Complete Stories and Poems of Edgar Allan Poe


January 18.- This morning {*4} we continued to the southward, with the same pleasant weather as before. The sea was entirely smooth, the air tolerably warm and from the northeast, the temperature of the water fifty-three. We now again got our sounding-gear in order, and, with a hundred and fifty fathoms of line, found the current setting toward the pole at the rate of a mile an hour. This constant tendency to the southward, both in the wind and current, caused some degree of speculation, and even of alarm, in different quarters of the schooner, and I saw distinctly that no little impression had been made upon the mind of Captain Guy. He was exceedingly sensitive to ridicule, however, and I finally succeeded in laughing him out of his apprehensions. The variation was now very trivial. In the course of the day we saw several large whales of the right species, and innumerable flights of the albatross passed over the vessel. We also picked up a bush, full of red berries, like those of the hawthorn, and the carcass of a singular-looking land-animal. It was three feet in length, and but six inches in height, with four very short legs, the feet armed with long claws of a brilliant scarlet, and resembling coral in substance. The body was covered with a straight silky hair, perfectly white. The tail was peaked like that of a rat, and about a foot and a half long. The head resembled a cat's, with the exception of the ears- these were flopped like the ears of a dog. The teeth were of the same brilliant scarlet as the claws.

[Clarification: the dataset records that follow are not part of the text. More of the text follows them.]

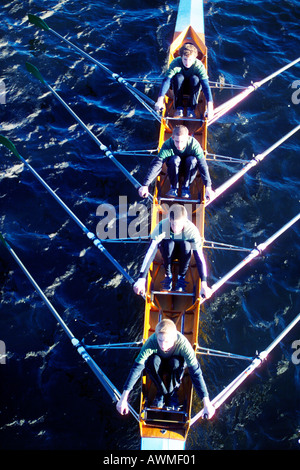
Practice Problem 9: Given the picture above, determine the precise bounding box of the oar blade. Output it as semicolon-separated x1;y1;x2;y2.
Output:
25;62;46;85
0;135;21;160
28;13;50;31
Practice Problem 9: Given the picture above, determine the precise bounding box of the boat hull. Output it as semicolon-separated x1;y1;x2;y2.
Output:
140;0;207;450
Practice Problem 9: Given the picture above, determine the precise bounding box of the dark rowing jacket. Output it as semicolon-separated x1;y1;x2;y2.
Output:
143;136;211;186
159;57;213;102
124;332;208;400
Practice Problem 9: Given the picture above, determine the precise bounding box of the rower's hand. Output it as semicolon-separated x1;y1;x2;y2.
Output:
205;186;215;201
133;277;146;295
204;101;214;120
116;393;129;415
200;397;216;419
200;281;212;299
138;186;149;197
154;96;164;112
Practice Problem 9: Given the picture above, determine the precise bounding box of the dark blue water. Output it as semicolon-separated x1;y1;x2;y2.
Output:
0;0;300;456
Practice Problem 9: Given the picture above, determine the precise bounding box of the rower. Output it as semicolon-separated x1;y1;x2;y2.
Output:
138;125;213;201
133;204;211;298
117;319;215;419
155;43;214;119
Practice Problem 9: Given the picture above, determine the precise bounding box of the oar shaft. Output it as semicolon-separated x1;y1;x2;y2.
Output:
200;213;300;304
206;124;300;206
256;57;300;86
1;136;134;284
44;82;148;196
0;235;133;408
190;313;300;425
207;57;300;126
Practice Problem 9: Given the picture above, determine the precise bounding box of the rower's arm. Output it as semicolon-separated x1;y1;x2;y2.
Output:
139;240;158;279
143;157;163;186
194;249;207;282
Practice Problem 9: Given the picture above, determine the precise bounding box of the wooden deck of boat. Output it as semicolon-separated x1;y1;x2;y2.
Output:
140;0;207;448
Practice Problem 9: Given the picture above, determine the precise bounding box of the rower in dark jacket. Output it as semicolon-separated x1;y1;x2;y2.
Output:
155;43;214;119
138;125;213;200
117;319;215;419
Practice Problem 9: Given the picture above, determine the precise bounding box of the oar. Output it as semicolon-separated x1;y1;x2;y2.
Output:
205;124;300;206
200;213;300;304
0;135;134;284
0;233;139;421
190;313;300;425
28;14;161;122
207;57;300;126
26;62;153;201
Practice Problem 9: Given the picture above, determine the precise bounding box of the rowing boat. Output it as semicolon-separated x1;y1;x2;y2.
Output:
0;0;300;456
140;0;207;449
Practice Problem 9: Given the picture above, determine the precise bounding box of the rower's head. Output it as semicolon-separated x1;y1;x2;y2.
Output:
179;43;198;69
155;319;177;352
172;125;189;151
168;204;188;235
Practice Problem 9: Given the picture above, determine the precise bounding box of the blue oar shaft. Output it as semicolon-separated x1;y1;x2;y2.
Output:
0;236;120;401
190;313;300;426
200;213;300;304
205;125;300;206
44;81;151;198
1;136;134;284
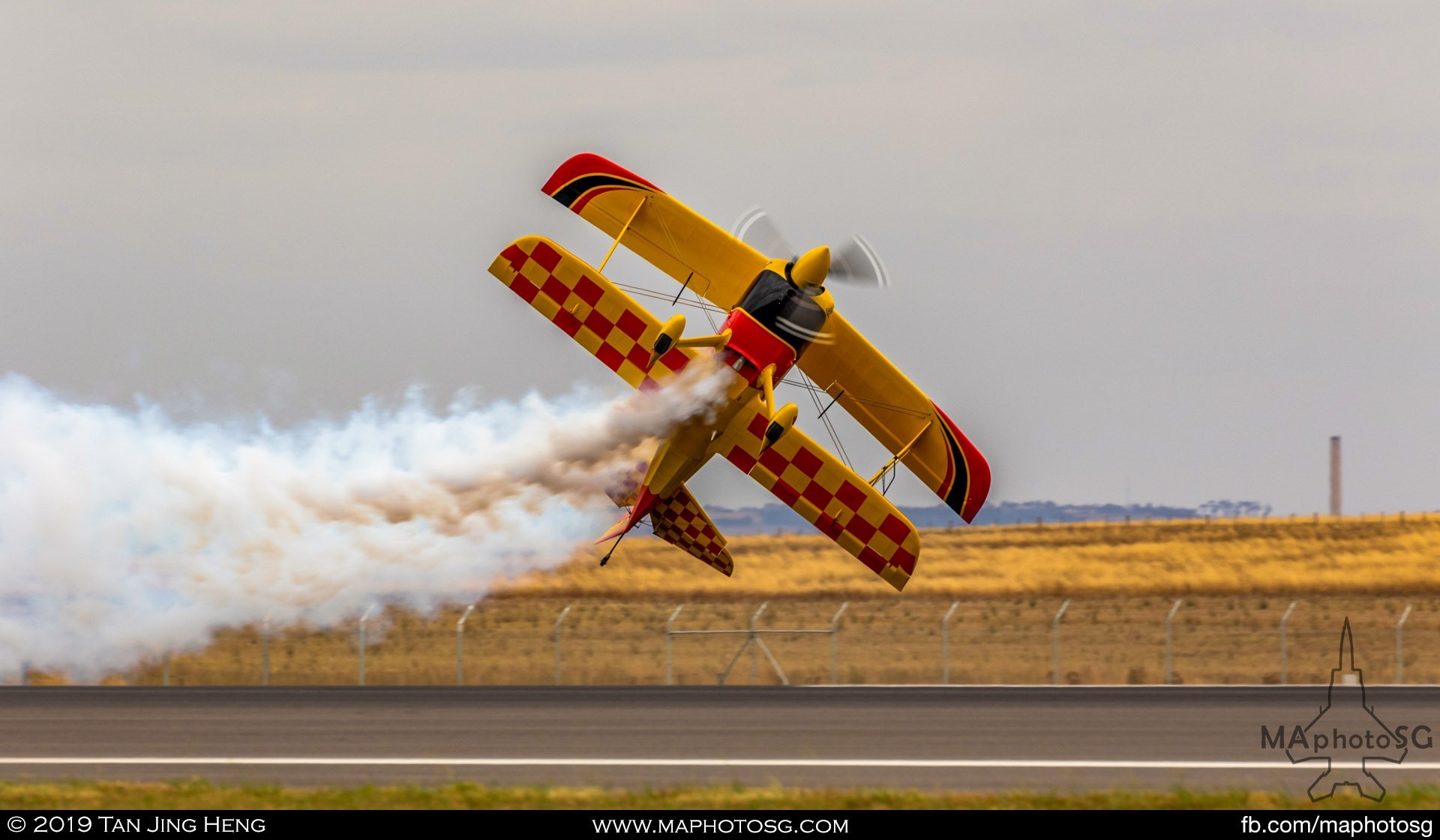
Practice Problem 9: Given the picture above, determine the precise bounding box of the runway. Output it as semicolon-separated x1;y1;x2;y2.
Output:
0;686;1440;793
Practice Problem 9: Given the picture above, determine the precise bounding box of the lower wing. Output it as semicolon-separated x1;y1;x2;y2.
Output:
490;236;695;391
720;398;920;590
800;313;991;521
609;464;734;576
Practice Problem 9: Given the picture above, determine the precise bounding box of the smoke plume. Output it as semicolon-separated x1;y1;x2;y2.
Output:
0;360;728;680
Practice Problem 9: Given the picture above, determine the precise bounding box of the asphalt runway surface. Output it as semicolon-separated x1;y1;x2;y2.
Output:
0;686;1440;793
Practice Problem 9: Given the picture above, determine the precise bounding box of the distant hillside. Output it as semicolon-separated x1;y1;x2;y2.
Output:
706;500;1270;533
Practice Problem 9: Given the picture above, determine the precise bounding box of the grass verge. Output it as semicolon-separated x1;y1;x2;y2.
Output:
0;781;1440;810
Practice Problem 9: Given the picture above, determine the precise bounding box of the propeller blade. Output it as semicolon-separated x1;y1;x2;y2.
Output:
826;236;890;286
730;206;796;260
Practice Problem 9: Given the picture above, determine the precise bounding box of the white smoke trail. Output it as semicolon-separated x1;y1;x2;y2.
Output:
0;358;728;680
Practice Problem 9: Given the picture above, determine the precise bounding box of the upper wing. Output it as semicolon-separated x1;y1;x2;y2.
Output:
543;153;767;311
490;236;695;389
720;398;920;590
800;313;991;521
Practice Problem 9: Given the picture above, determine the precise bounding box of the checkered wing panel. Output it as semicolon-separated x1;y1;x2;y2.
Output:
490;236;695;391
722;399;920;590
650;484;734;575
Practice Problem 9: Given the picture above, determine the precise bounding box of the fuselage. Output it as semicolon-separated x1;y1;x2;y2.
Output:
632;260;836;520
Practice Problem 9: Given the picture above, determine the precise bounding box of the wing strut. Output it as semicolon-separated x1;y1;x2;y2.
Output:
595;197;648;272
864;420;934;487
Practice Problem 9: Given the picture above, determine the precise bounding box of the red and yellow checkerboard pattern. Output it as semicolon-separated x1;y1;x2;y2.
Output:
490;236;695;391
726;399;920;590
609;464;734;576
650;484;734;575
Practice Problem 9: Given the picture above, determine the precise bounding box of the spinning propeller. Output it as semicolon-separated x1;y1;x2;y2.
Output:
730;206;890;286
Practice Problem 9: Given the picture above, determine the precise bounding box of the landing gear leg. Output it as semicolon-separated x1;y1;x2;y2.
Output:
601;532;629;566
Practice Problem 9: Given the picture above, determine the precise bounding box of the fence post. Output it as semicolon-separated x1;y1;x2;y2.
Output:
1280;602;1318;686
455;604;476;686
1050;598;1070;686
1165;598;1185;686
940;601;961;686
1395;604;1410;686
261;615;269;686
357;604;374;686
554;604;573;686
830;601;850;686
665;604;686;686
750;601;770;686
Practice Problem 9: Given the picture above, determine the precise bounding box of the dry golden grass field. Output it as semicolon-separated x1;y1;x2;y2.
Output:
0;781;1440;812
34;514;1440;686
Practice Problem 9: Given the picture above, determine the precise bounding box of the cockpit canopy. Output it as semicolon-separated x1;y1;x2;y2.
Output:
740;262;830;356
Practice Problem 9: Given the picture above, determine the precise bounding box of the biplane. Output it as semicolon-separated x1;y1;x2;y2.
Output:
490;154;991;590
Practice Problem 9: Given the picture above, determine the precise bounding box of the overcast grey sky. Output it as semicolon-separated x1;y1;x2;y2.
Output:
0;2;1440;513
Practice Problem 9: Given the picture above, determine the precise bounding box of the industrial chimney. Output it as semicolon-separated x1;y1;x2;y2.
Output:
1330;435;1341;516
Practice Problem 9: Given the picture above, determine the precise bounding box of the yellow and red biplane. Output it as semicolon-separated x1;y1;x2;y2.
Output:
490;154;991;590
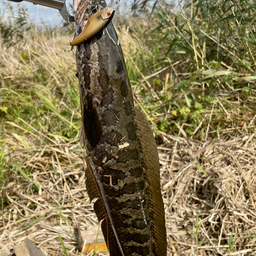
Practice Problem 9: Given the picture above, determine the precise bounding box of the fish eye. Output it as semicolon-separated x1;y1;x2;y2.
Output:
91;7;97;14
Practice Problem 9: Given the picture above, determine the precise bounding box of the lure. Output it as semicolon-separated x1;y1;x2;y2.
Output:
70;7;115;46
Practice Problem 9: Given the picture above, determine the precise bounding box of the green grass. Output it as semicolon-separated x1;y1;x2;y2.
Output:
0;0;256;255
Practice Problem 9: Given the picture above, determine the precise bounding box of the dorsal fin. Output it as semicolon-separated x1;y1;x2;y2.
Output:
135;110;167;256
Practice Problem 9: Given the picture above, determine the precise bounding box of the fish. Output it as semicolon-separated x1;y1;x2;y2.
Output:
70;7;115;46
75;0;167;256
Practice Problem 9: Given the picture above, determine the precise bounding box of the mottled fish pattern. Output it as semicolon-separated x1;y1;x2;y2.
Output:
73;0;167;256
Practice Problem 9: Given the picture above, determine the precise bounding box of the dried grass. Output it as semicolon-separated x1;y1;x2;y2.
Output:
0;131;256;256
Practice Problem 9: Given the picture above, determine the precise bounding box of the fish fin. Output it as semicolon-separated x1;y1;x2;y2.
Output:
135;109;167;256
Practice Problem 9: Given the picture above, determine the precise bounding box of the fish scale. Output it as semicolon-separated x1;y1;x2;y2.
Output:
76;1;166;256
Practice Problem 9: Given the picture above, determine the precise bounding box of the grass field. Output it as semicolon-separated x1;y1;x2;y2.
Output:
0;0;256;256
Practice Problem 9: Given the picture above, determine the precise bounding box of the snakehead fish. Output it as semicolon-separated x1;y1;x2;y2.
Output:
75;0;167;256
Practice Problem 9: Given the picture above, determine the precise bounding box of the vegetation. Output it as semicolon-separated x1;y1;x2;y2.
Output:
0;0;256;255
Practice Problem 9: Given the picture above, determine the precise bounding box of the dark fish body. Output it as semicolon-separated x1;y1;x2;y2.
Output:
74;2;167;256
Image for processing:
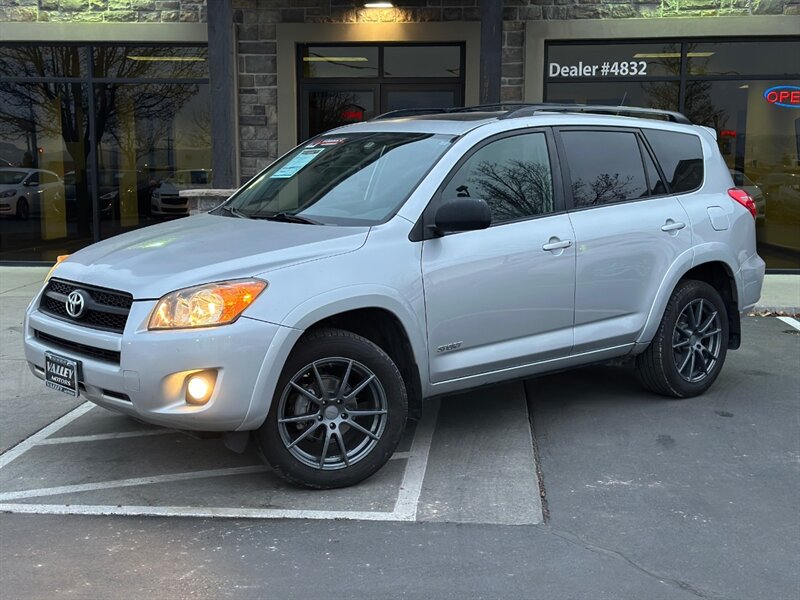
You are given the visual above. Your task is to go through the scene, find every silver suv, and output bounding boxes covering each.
[25,105,764,488]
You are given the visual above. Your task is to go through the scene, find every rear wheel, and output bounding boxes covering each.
[17,198,31,221]
[256,329,408,489]
[636,280,728,398]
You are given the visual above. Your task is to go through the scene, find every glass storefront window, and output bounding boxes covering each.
[94,46,208,79]
[383,46,461,77]
[95,83,212,238]
[686,80,800,269]
[544,37,800,270]
[687,40,800,76]
[301,46,378,78]
[0,83,93,260]
[545,42,681,80]
[0,44,212,261]
[547,81,680,110]
[0,45,88,78]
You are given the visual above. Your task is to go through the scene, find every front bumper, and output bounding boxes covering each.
[25,297,285,431]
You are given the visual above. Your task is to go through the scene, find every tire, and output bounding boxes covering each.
[16,198,31,221]
[255,329,408,489]
[636,280,729,398]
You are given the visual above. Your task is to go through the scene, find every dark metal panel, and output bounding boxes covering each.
[208,0,239,188]
[480,0,503,104]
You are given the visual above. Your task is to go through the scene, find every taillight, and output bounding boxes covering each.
[728,188,757,219]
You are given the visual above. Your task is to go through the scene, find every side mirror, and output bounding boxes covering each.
[433,198,492,235]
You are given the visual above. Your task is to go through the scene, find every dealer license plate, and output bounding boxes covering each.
[44,352,81,396]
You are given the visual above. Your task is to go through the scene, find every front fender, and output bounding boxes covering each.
[237,285,430,431]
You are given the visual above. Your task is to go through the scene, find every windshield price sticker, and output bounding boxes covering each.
[270,148,325,179]
[548,60,647,77]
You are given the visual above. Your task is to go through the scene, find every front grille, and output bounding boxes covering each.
[39,279,133,333]
[33,329,120,364]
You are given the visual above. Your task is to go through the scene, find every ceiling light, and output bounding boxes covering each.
[128,55,206,62]
[303,56,369,62]
[633,52,714,58]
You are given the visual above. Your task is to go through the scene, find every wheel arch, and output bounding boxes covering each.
[237,286,428,430]
[636,255,741,351]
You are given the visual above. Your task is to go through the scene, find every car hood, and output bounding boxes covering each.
[54,214,369,300]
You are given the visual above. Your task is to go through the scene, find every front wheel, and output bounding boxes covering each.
[636,280,728,398]
[256,329,408,489]
[16,198,31,221]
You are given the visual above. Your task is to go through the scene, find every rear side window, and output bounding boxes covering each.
[643,129,703,194]
[561,131,650,208]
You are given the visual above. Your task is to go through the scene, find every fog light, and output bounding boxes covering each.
[186,371,216,404]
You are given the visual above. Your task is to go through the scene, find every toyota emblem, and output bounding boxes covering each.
[65,290,86,319]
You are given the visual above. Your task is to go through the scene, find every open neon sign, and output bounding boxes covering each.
[764,85,800,108]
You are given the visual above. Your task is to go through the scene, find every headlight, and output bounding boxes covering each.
[44,254,69,283]
[147,279,267,329]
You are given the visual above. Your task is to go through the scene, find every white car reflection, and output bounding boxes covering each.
[150,169,211,217]
[0,167,64,220]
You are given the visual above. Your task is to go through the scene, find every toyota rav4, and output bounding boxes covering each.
[25,105,764,488]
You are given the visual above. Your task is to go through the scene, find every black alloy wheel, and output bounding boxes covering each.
[636,279,729,398]
[256,329,408,488]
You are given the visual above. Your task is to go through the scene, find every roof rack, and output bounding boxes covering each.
[370,102,692,125]
[500,102,692,125]
[370,102,540,121]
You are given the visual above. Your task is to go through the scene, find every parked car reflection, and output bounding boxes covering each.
[150,169,211,217]
[730,169,767,221]
[0,168,64,220]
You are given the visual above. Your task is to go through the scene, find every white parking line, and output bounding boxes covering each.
[0,504,409,521]
[0,402,94,469]
[394,400,439,521]
[37,429,181,446]
[0,465,269,502]
[778,317,800,331]
[0,401,439,521]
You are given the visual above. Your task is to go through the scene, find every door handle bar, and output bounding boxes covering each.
[542,240,572,251]
[661,222,686,231]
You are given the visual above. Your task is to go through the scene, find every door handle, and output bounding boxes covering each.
[542,237,572,252]
[661,219,686,231]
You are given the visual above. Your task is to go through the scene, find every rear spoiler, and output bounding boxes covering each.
[695,125,717,142]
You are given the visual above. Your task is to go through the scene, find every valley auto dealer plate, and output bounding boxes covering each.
[44,352,81,397]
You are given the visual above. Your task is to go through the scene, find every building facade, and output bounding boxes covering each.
[0,0,800,271]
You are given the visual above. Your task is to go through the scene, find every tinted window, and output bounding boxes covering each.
[301,46,378,77]
[442,133,554,223]
[561,131,649,208]
[383,46,461,77]
[644,130,703,194]
[644,145,667,196]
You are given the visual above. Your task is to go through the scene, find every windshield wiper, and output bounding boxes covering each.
[253,212,322,225]
[219,206,250,219]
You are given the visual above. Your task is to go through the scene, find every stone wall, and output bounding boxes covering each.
[0,0,209,23]
[232,0,800,179]
[0,0,800,179]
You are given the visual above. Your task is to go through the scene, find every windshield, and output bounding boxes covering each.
[222,132,452,225]
[0,169,28,185]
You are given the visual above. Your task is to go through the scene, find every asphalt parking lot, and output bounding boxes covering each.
[0,270,800,600]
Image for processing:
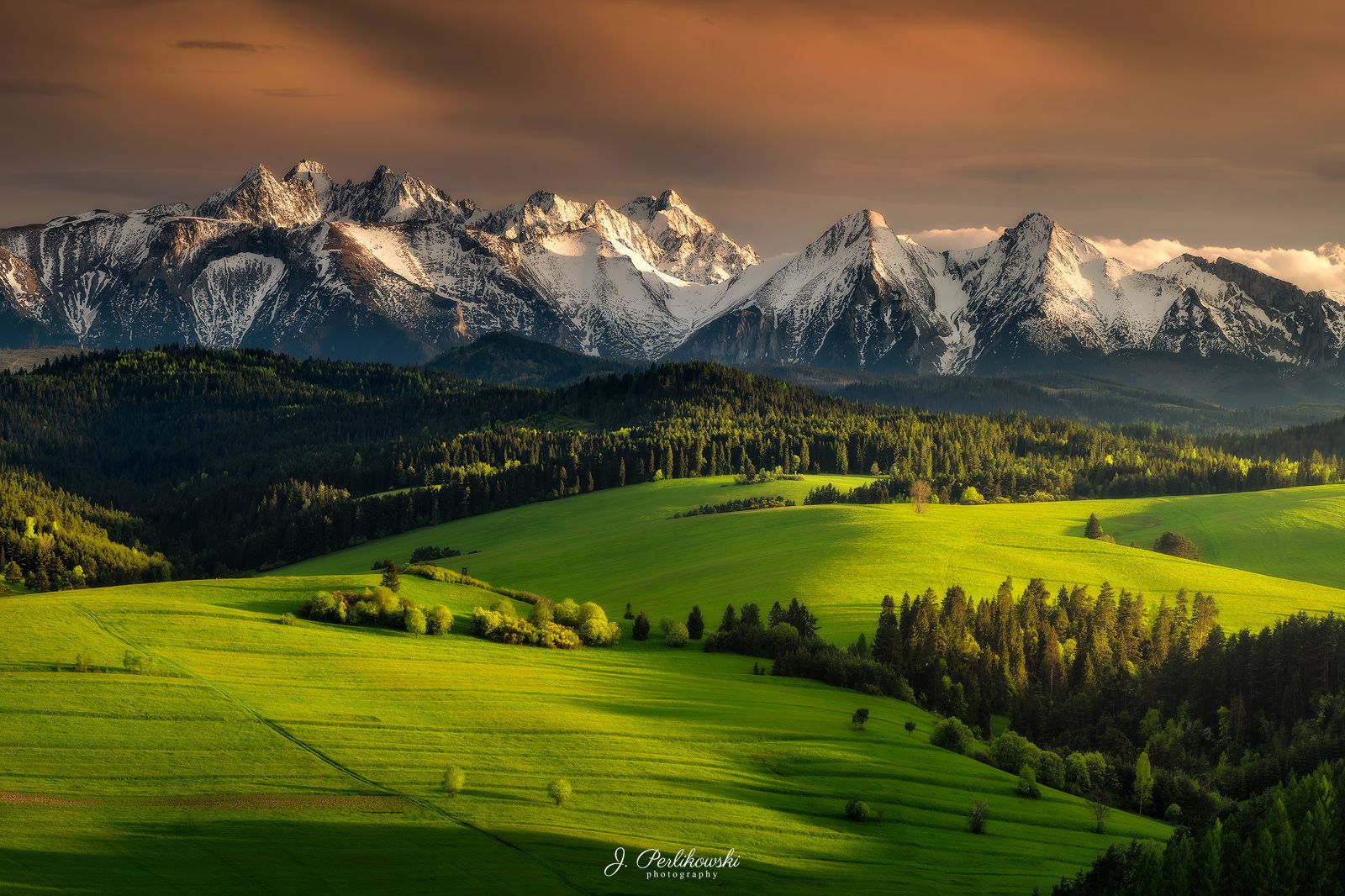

January 19.- To-day, being in latitude 83 degrees 20', longitude 43 degrees 5' W. (the sea being of an extraordinarily dark colour), we again saw land from the masthead, and, upon a closer scrutiny, found it to be one of a group of very large islands. The shore was precipitous, and the interior seemed to be well wooded, a circumstance which occasioned us great joy. In about four hours from our first discovering the land we came to anchor in ten fathoms, sandy bottom, a league from the coast, as a high surf, with strong ripples here and there, rendered a nearer approach of doubtful expediency. The two largest boats were now ordered out, and a party, well armed (among whom were Peters and myself), proceeded to look for an opening in the reef which appeared to encircle the island. After searching about for some time, we discovered an inlet, which we were entering, when we saw four large canoes put off from the shore, filled with men who seemed to be well armed. We waited for them to come up, and, as they moved with great rapidity, they were soon within hail. Captain Guy now held up a white handkerchief on the blade of an oar, when the strangers made a full stop, and commenced a loud jabbering all at once, intermingled with occasional shouts, in which we could distinguish the words Anamoo-moo! and Lama-Lama! They continued this for at least half an hour, during which we had a good opportunity of observing their appearance.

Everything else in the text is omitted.